4340 rows × 12 columns

spi_indicators['year'] = pd.to_datetime(spi_indicators['year'], format='%Y')
spi_indicators.columns
Index(['iso3c', 'country', 'region', 'income', 'year', 'population',
       'overall_score', 'data_use_score', 'data_services_score',
       'data_products_score', 'data_sources_score',
       'data_infrastructure_score'],
      dtype='object')
country_desc = spi_indicators.groupby(['country'])['overall_score'].describe()
country_desc['diff'] = country_desc['max']-country_desc['min']
top10_diff = country_desc.nlargest(10, 'diff')
spi_top10 = spi_indicators[spi_indicators['country'].isin(top10_diff.index)]
spi_top10
iso3c country region income year population overall_score data_use_score data_services_score data_products_score data_sources_score data_infrastructure_score
54 SAU Saudi Arabia Middle East & North Africa High income 2023-01-01 36947025 81.533333 70.0 88.366667 75.22500 79.075000 95.0
61 UZB Uzbekistan Europe & Central Asia Lower middle income 2023-01-01 36412350 80.332083 80.0 76.633333 85.04375 64.983333 95.0
71 ARE United Arab Emirates Middle East & North Africa High income 2023-01-01 9516871 77.635000 90.0 79.500000 71.15000 62.525000 85.0
80 BFA Burkina Faso Sub-Saharan Africa Low income 2023-01-01 23251485 74.309167 100.0 69.000000 80.38750 42.158333 80.0
92 ZWE Zimbabwe Sub-Saharan Africa Lower middle income 2023-01-01 16665409 69.732500 100.0 67.033333 83.38750 38.241667 60.0
... ... ... ... ... ... ... ... ... ... ... ... ...
4289 SAU Saudi Arabia Middle East & North Africa High income 2004-01-01 23661808 NaN 20.0 NaN NaN NaN NaN
4299 SOM Somalia Sub-Saharan Africa Low income 2004-01-01 10117354 NaN 20.0 NaN NaN NaN NaN
4327 ARE United Arab Emirates Middle East & North Africa High income 2004-01-01 3993339 NaN 20.0 NaN NaN NaN NaN
4331 UZB Uzbekistan Europe & Central Asia Lower middle income 2004-01-01 25864350 NaN 40.0 NaN NaN NaN NaN
4339 ZWE Zimbabwe Sub-Saharan Africa Lower middle income 2004-01-01 12160881 NaN 20.0 NaN NaN NaN NaN

200 rows × 12 columns

df_melt_top10 = pd.melt(spi_top10, id_vars=['country','year'], \
            value_vars=['overall_score', 'data_use_score', 'data_services_score', 'data_products_score', 'data_sources_score', 'data_infrastructure_score'],\
            var_name='Score_type', value_name='Scores')
df_melt_top10
country year Score_type Scores
0 Saudi Arabia 2023-01-01 overall_score 81.533333
1 Uzbekistan 2023-01-01 overall_score 80.332083
2 United Arab Emirates 2023-01-01 overall_score 77.635000
3 Burkina Faso 2023-01-01 overall_score 74.309167
4 Zimbabwe 2023-01-01 overall_score 69.732500
... ... ... ... ...
1195 Saudi Arabia 2004-01-01 data_infrastructure_score NaN
1196 Somalia 2004-01-01 data_infrastructure_score NaN
1197 United Arab Emirates 2004-01-01 data_infrastructure_score NaN
1198 Uzbekistan 2004-01-01 data_infrastructure_score NaN
1199 Zimbabwe 2004-01-01 data_infrastructure_score NaN

1200 rows × 4 columns

sns.set_context("notebook", font_scale=1.5)

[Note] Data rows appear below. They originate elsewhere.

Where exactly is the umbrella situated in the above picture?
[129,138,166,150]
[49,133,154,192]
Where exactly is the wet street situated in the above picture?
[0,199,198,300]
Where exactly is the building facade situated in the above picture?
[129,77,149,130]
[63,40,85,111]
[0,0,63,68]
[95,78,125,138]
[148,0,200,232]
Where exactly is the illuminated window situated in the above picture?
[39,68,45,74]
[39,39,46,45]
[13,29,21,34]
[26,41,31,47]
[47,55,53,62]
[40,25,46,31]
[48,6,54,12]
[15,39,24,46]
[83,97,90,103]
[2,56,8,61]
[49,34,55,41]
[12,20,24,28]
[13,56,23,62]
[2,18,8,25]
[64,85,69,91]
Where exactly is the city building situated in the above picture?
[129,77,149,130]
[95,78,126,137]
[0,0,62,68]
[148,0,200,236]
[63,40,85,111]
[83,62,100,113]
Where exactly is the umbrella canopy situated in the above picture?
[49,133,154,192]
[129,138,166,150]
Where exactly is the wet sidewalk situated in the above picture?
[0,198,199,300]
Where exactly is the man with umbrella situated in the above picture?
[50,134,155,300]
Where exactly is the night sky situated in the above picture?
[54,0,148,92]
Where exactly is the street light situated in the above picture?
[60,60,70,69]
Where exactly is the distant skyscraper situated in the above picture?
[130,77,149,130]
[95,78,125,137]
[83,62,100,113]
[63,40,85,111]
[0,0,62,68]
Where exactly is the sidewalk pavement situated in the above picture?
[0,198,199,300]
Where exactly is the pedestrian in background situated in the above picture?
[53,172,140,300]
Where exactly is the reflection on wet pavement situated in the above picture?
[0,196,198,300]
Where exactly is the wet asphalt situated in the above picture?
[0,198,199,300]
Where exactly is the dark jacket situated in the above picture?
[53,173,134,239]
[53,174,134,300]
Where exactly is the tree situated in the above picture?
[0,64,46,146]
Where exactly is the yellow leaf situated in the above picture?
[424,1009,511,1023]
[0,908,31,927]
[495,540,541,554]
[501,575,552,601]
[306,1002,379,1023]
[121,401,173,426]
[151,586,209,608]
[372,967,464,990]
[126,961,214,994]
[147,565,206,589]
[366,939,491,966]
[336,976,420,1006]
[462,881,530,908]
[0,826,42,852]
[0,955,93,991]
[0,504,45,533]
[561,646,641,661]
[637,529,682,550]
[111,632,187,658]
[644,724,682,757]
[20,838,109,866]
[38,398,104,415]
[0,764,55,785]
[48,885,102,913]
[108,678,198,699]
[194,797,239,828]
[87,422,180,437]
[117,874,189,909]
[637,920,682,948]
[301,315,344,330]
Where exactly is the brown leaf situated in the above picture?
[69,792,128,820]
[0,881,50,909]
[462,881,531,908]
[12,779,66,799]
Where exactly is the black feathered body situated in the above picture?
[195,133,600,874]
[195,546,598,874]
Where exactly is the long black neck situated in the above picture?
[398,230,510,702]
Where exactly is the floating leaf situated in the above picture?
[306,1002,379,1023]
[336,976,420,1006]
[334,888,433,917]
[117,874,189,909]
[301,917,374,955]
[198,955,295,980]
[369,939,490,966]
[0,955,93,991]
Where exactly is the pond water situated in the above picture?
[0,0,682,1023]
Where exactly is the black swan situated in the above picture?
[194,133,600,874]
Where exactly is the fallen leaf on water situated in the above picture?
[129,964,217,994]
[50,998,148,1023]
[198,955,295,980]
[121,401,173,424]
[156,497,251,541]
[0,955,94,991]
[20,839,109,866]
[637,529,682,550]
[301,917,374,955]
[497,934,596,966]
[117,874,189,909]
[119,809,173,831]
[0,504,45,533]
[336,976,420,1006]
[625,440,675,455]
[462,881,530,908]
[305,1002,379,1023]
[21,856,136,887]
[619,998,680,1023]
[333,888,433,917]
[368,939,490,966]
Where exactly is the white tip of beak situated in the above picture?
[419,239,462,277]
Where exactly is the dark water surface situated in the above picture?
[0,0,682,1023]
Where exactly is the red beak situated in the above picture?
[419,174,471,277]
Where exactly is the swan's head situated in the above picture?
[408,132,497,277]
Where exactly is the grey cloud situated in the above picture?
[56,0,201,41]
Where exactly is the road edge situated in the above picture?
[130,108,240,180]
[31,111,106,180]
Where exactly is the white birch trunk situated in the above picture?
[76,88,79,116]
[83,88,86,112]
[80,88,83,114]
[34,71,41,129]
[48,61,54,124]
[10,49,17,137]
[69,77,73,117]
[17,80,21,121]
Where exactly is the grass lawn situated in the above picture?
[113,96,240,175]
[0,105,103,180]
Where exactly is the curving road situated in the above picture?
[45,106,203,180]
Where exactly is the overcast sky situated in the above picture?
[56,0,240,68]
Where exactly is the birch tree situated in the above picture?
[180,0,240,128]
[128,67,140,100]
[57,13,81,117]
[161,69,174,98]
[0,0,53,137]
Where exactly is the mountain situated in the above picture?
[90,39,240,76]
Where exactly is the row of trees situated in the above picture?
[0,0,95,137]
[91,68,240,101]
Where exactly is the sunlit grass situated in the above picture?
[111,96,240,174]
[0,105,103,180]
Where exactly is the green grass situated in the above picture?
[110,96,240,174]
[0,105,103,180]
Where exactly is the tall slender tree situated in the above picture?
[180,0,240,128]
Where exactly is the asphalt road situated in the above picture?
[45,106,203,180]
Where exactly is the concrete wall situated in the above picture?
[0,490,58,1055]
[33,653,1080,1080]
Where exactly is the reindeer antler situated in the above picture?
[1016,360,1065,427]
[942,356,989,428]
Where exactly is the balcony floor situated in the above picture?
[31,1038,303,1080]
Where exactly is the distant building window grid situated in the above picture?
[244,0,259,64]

g = sns.relplot(data=df_melt_top10, x='year', y='Scores', hue='country', kind='line', col='Score_type', \
            col_wrap=3, legend=False, col_order=['data_use_score', 'data_sources_score', 'data_infrastructure_score', 'data_products_score', 'data_services_score', 'overall_score'])

original_ticks = g.axes.flatten()[0].get_xticks()   # or use one representative axis

keep = original_ticks#[::2]
#if original_ticks[-1] not in keep:
#    keep = list(keep) + [original_ticks[-1]]

for ind, ax in enumerate(g.axes.flatten()):
    new_title = ' '.join(ax.get_title().removesuffix('_score').split()[-1].split('_')).capitalize()
    
    ax.set_title(new_title, y=0.9, color='#555555')
#    ax.tick_params(axis='x', rotation=45)
    ax.set_xlabel("")
    ax.set_xticks(keep)
    ax.xaxis.set_major_formatter(mdates.DateFormatter("%y"))
    ax.margins(x=0)
    ax.set_facecolor('#F5F5F5')
    for labelx, labely in zip(ax.get_xticklabels(), ax.get_yticklabels()):
        labelx.set_fontfamily('monospace')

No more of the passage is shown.